Algiers – Shook
« Tiiiime is over ». Je suis persuadé que vous en avez tous, comme moi, des morceaux qui vous appellent régulièrement. Une intro, un riff ou un refrain en forme de cri libérateur comme ici. L’ouverture d’« Irreversible Damage » a ceci de singulier qu’elle vous happe d’emblée, avant de vous mener dans un morceau qui l’est tout autant (singulier). Imprévisible, déroutant, hybride. Peut-être est-ce ce qui nous a rebutés initialement avec Algiers, d’ailleurs. Quelle connerie. Ne pas savoir par quel bout le prendre. Avant de se rendre à l’évidence. Si Algiers semble parfois impossible à cerner, Shook s’impose très vite comme un ensemble irrésistible et étonnamment homogène malgré les multiples directions qu’il emprunte. Le chant de Franklin James Fisher y est évidemment pour beaucoup. Les invités ont beau se succéder, il est ici omnipotent. Un flow ravageur, un parlé qui tient en haleine, un chant soul déchirant, une énergie vorace. Il faut bien avoir les caractéristiques d’un caméléon pour enfiler tant de costumes avec une telle aisance, pour exceller dans l’émotion, pour défier en rapidité d’exécution Zack de la Rocha (« Irreversible Damage »), Billy Woods et Backxwash (« Bite Back ») ou pour dompter une furieuse guitare punk (« A Good Man »). Et au-delà de sa prestation de haut vol, le niveau de composition excelle constamment, grâce notamment au talent fou de son bassiste Ryan Mahan qui tient les rênes.
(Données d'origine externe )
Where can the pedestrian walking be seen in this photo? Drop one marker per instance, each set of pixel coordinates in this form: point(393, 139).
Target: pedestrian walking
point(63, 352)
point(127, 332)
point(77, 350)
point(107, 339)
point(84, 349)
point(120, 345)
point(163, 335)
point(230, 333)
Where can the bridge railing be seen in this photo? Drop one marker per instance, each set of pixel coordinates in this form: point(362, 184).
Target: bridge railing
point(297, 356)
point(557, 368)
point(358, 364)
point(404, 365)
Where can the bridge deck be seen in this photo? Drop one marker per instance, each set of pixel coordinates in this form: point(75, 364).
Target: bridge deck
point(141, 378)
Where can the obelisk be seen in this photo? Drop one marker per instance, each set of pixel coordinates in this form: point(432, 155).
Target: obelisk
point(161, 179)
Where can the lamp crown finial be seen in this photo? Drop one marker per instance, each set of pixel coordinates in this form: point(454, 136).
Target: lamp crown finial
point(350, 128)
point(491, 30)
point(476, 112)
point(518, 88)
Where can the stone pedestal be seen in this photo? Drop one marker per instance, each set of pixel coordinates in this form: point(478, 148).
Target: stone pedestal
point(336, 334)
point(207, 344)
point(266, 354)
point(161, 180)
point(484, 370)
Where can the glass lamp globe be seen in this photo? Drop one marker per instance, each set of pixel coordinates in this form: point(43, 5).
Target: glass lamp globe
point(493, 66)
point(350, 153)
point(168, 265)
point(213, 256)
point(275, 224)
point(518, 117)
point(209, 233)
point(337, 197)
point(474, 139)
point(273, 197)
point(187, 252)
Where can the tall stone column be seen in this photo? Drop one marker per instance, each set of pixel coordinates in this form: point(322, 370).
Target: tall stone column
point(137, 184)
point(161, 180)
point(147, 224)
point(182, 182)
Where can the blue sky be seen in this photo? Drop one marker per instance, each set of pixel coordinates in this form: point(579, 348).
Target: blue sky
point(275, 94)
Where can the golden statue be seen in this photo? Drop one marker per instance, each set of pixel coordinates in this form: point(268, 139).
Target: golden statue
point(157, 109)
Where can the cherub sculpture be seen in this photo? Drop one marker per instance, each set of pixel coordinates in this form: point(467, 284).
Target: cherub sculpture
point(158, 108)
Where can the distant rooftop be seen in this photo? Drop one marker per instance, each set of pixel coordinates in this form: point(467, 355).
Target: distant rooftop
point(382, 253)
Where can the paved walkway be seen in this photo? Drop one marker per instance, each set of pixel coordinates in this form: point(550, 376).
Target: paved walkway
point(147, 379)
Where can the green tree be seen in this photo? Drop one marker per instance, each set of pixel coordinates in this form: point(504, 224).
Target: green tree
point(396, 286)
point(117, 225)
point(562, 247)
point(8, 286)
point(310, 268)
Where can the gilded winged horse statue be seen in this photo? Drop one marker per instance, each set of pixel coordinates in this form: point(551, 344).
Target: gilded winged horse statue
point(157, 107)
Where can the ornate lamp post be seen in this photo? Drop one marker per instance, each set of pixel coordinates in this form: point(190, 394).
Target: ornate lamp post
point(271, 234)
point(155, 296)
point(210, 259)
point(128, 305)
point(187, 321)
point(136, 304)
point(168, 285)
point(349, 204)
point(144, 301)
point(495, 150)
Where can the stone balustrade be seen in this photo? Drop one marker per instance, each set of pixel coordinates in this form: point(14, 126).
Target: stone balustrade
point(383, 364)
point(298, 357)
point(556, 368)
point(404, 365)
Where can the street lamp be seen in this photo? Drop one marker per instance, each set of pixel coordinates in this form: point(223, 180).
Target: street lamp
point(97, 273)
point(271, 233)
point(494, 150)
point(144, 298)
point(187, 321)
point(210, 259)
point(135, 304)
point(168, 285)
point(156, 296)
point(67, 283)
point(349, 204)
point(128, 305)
On ne peut qu’être subjugués face à « Bite Back », véritable odyssée qui, après 3’30 déjà fascinantes, ose la métamorphose et la réussit avec un culot qui frise l’insolence. Ce n’est pas pour rien qu’il s’agissait d’un single, même s’il n’a pas franchement le format radio edit (6 minutes), puisqu’il s’agit déjà d’un des morceaux de l’année. Ce n’est pas pour rien non plus si on s’apprête à citer l’autre single, « Irreversible Damage », pour la troisième fois, celui-ci n’ayant évidemment pas le moindre complexe à avoir face au monument sus-cité.
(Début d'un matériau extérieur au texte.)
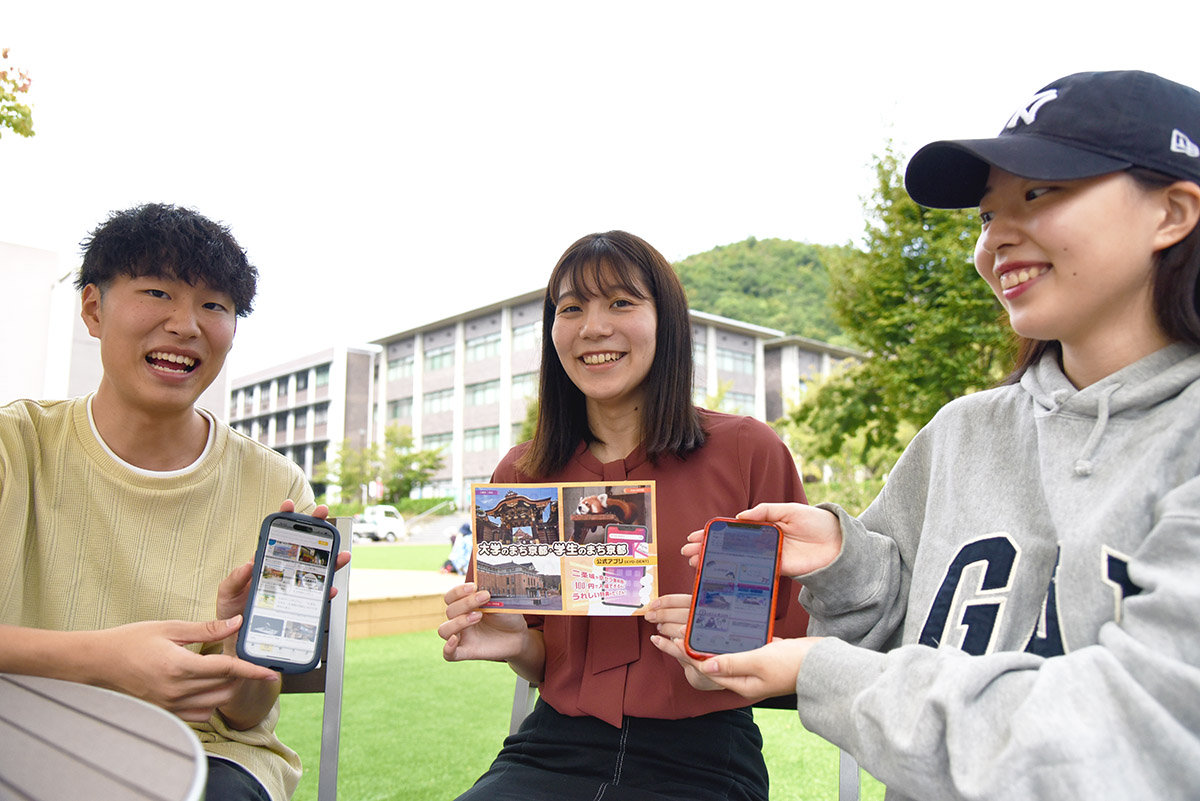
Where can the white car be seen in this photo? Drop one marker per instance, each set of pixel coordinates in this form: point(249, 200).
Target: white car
point(381, 523)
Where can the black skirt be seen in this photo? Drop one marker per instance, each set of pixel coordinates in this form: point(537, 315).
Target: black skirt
point(715, 757)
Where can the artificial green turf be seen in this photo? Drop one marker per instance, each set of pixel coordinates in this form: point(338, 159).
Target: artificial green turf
point(400, 556)
point(418, 728)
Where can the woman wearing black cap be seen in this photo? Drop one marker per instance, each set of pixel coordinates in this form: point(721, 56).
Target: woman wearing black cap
point(1015, 615)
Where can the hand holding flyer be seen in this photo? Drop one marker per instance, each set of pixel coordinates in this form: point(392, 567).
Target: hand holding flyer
point(567, 548)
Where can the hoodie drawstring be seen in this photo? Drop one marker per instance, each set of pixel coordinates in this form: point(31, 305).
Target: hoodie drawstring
point(1084, 463)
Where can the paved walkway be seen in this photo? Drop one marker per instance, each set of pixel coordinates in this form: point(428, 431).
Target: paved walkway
point(370, 584)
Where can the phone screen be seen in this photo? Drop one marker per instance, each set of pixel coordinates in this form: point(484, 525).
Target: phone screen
point(733, 604)
point(623, 585)
point(291, 591)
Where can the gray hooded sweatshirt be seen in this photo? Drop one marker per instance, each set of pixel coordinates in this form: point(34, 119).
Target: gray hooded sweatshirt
point(1018, 613)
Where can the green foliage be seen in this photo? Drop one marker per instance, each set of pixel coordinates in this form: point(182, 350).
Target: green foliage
point(913, 301)
point(396, 464)
point(777, 283)
point(405, 468)
point(15, 82)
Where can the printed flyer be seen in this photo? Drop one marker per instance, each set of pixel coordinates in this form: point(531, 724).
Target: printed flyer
point(567, 548)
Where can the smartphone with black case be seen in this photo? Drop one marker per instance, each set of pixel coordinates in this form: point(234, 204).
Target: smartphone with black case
point(623, 585)
point(733, 602)
point(283, 627)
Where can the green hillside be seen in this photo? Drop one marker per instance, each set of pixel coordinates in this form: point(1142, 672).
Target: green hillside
point(777, 283)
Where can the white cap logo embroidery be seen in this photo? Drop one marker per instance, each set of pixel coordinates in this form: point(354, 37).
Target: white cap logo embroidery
point(1181, 144)
point(1030, 112)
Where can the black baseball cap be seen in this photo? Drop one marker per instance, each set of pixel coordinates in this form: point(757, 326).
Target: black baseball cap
point(1080, 126)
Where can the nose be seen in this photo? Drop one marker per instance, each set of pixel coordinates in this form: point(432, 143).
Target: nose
point(184, 321)
point(595, 323)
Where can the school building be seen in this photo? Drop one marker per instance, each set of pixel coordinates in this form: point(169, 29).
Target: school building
point(463, 384)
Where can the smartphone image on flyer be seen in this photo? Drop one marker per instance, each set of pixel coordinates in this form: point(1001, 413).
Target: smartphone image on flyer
point(627, 586)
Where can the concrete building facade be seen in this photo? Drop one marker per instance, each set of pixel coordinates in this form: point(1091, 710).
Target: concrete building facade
point(306, 408)
point(463, 385)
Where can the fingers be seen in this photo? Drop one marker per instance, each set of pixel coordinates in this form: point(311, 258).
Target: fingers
point(766, 512)
point(463, 598)
point(670, 614)
point(210, 631)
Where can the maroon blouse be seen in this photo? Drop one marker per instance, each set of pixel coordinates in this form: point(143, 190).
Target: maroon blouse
point(607, 667)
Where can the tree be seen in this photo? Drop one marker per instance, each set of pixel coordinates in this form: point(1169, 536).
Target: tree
point(913, 301)
point(403, 468)
point(15, 82)
point(773, 282)
point(396, 465)
point(352, 470)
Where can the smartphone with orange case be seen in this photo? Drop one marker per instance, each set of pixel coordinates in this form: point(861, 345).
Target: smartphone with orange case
point(733, 601)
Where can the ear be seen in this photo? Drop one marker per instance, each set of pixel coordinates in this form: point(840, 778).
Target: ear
point(90, 311)
point(1182, 212)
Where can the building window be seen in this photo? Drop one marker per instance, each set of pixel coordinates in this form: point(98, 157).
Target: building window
point(485, 347)
point(436, 402)
point(525, 386)
point(737, 403)
point(481, 439)
point(735, 361)
point(399, 368)
point(437, 441)
point(439, 357)
point(526, 337)
point(399, 409)
point(481, 395)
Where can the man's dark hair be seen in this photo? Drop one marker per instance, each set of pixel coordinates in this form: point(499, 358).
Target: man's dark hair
point(165, 241)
Mais ces deux morceaux seuls, aussi faramineux soient-ils, seraient évidemment bien insuffisants pour clamer avoir affaire à un grand album. Il en faut davantage et Shook contient énormément. Ce n’est pas forcément toujours aussi séduisant et imposant mais cela ne peut laisser insensible. Habilement mené, le spoken word de « Out of Style Tragedy » semble se dérouler dans un décor de fin du monde, avec un saxo agonisant en arrière-plan. Sur l’instru de « Cleanse your Guilt Here », qui pourrait avoir été produite par DJ Muggs, Fischer susurre et semble parfois se lamenter, tandis que « A Good Man » emporte tout sans se retourner. On se délectera également de la merveille soul « I Can’t Stand It! » avec Samuel T. Herring (Future Islands) et Jae Matthews (Boy Harsher), de l’envoutant gospel « Green Iris » aux touches électroniques de plus en plus imposantes au fil du morceau, du trip hop débridé « Cold World » avec Nada el Shazly et « Something Wrong » démarrant franchement dub avant de virer jazz sur la fin, intriguera tout autant. Ce melting-pot fameux, ô combien savoureux, part régulièrement dans tous les sens mais la ligne directrice est bien là, peu flagrante de prime abord, elle se dessine progressivement pour devenir indiscutable. Et s’il y a bien matière à discuter à propos de ce Shook, on aurait bien du mal à entendre que ceux qui ont pris le temps de s’y pencher sérieusement, soient restés de marbre face à un tel déferlement d’idées, de créativité et une inspiration si éclatante. Impressionnant et exaltant.